1 – Extrait de : Correspondence of General Washington and Comte de Grasse (Edité par L’INSTITUT FRANÇAIS DE WASHINGTON) , lettre du 15 mai 1783.
Redonner le site aux habitants
Si depuis la fin du XVIIe siècle, la métallurgie s’est développée à Guérigny, c’est en raison de ses ressources et de sa situation privilégiée : cours d’eau (Nièvre, Nièvre d’Arzembouy et ruisseaux) qui apportent l’eau nécessaire à la forge, forêt pour l’approvisionnement en bois et la proximité de la Loire qui permet de transporter les pièces jusqu’à l’océan Atlantique mais aussi vers le Nord via les canaux de la Seine.

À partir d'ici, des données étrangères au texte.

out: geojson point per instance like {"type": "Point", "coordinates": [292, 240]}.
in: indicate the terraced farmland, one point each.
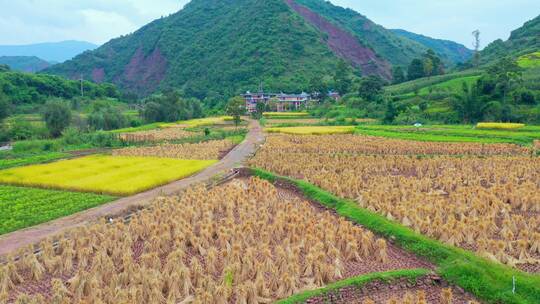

Alors propriétaire du château de Villemenant qu’il juge trop “Renaissance”, Pierre Babaud de la Chaussade fait construire en 1746 à côté des forges, le château de Guérigny (aujourd’hui de la Chaussade) : 4 400m² élevés sur un parc de 6 hectares qui, depuis 1990 avait été laissé au temps qui passe… Mais… Après avoir conquis l’Amérique, le site des Forges de la Chaussade veut reconquérir… Guérigny ! “Redonner le site aux habitants”, tel est le mot d’ordre du projet de développement porté par la municipalité.
Le théâtre des Forges Royales © Romain Liger
Le point d’eau alimenté par la Nièvre © Romain Liger
Le bâtiment au clocheton (classé) est l’élément central du projet. C’est là qu’étaient fabriquées depuis 1820 les chaînes remplaçant les cordages en chanvre, réalisés à Rochefort (Charente-Maritime). Le bâtiment qui accueille le théâtre (depuis 2014) et une salle d’exposition depuis 2017 (Espace Olympe de Gouges). Celle-ci sera aménagé en salle de spectacle de 500 places (Salle Lafayette). Le site compte aussi s’inclure dans un projet de mobilités douces en lien avec la forêt des Bertranges. C’est une façon de renouer avec le transport fluvial du temps de Babaud de la Chaussade et dans un projet d’hydroélectricité. Un moyen plus moderne de réutiliser les forces de l’eau. Une belle perspective pour ce lieu mémoriel chargé d’histoire !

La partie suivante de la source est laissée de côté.